Rencontres avec l’Algérie : Soirée Mémorable du 4 octobre 2013

Un participant de la soirée devait confier à son organisateur Toufik Hedna : « Ce que j’ai particulièrement apprécié de ces interventions et les échanges qui ont suivis c’était leur richesse et leur complexité, on ne peut pas dire qu’il y a  un seul modèle de femmes arabe et mettre les soulèvements sous la même bannière de « Printemps arabe ». Appréciation  qui confirme les réactions de l’ensemble des participants venus nombreux à ces Rencontres avec l’Algérie qui se sont déroulée au Centre Social de Villejean.

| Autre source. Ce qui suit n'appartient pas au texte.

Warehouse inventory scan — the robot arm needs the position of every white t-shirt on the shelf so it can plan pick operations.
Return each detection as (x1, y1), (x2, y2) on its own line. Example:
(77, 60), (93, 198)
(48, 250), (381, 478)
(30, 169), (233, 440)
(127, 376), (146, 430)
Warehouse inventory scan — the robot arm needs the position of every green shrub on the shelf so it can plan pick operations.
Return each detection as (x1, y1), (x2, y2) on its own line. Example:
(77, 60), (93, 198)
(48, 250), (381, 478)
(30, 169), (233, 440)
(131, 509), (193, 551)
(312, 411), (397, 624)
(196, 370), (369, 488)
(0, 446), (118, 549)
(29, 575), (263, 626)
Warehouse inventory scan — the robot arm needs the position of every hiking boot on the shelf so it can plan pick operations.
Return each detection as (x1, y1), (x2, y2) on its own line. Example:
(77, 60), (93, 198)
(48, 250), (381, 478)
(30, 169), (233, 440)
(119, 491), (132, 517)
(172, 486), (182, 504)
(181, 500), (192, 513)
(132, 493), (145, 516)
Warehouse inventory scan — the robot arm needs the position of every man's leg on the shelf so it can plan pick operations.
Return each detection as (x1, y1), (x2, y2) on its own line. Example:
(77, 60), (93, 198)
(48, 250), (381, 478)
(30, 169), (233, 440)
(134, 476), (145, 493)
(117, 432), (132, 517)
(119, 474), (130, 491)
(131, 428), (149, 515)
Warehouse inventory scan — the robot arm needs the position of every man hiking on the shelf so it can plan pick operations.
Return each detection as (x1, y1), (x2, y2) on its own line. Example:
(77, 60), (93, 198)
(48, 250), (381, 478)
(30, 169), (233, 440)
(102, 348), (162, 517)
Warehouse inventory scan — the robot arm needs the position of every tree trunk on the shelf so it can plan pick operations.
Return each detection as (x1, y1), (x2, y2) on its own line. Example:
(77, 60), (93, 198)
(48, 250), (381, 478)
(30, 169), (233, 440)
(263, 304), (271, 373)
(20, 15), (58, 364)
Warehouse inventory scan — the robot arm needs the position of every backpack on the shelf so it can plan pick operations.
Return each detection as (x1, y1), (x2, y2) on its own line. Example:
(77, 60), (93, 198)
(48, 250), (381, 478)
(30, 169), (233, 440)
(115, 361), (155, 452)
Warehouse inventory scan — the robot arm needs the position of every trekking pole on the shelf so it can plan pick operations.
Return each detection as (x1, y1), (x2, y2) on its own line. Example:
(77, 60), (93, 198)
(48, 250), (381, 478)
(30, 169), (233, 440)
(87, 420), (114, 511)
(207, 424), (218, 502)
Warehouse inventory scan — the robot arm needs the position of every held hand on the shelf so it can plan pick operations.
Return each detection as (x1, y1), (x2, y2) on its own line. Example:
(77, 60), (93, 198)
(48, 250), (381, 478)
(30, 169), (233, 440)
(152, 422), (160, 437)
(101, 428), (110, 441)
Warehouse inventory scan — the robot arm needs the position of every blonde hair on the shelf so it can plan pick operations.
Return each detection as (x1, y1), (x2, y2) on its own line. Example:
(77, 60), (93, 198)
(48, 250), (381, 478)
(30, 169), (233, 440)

En présence de Hind Saoud Conseillère Municipale et de et Jocelyne Bougeard adjointe au maire de la ville de Rennes, les Rencontres avec l’Algérie, organisées par l’Association des amis de l’Algérie, ont été une formidable occasion de réunir les acteurs associatifs, les bénévoles et salariés du Centre Social et les habitants du quartier de Villejean autour d’un thème d’actualité mal compris : la Femmes et les Révoltes Arabes.

La soirée commençait par le vernissage d’une exposition de l’artiste Rania Omani algérienne de belle qualité qui présentait une belle galerie de portraits et de compositions de femmes combattantes. Inspirée par les forces et les faiblesses des femmes, avec lesquelles elle est amenée à travailler. L’artiste rend hommage au courage de femmes qui ont su marquer l’histoire, ou qui porte un message universel. Magnifique « mosaïque »  à l’aquarelle et à l’huile  des portraits appréciables des chiliennes de la place de Mai, Rosa Park…etc.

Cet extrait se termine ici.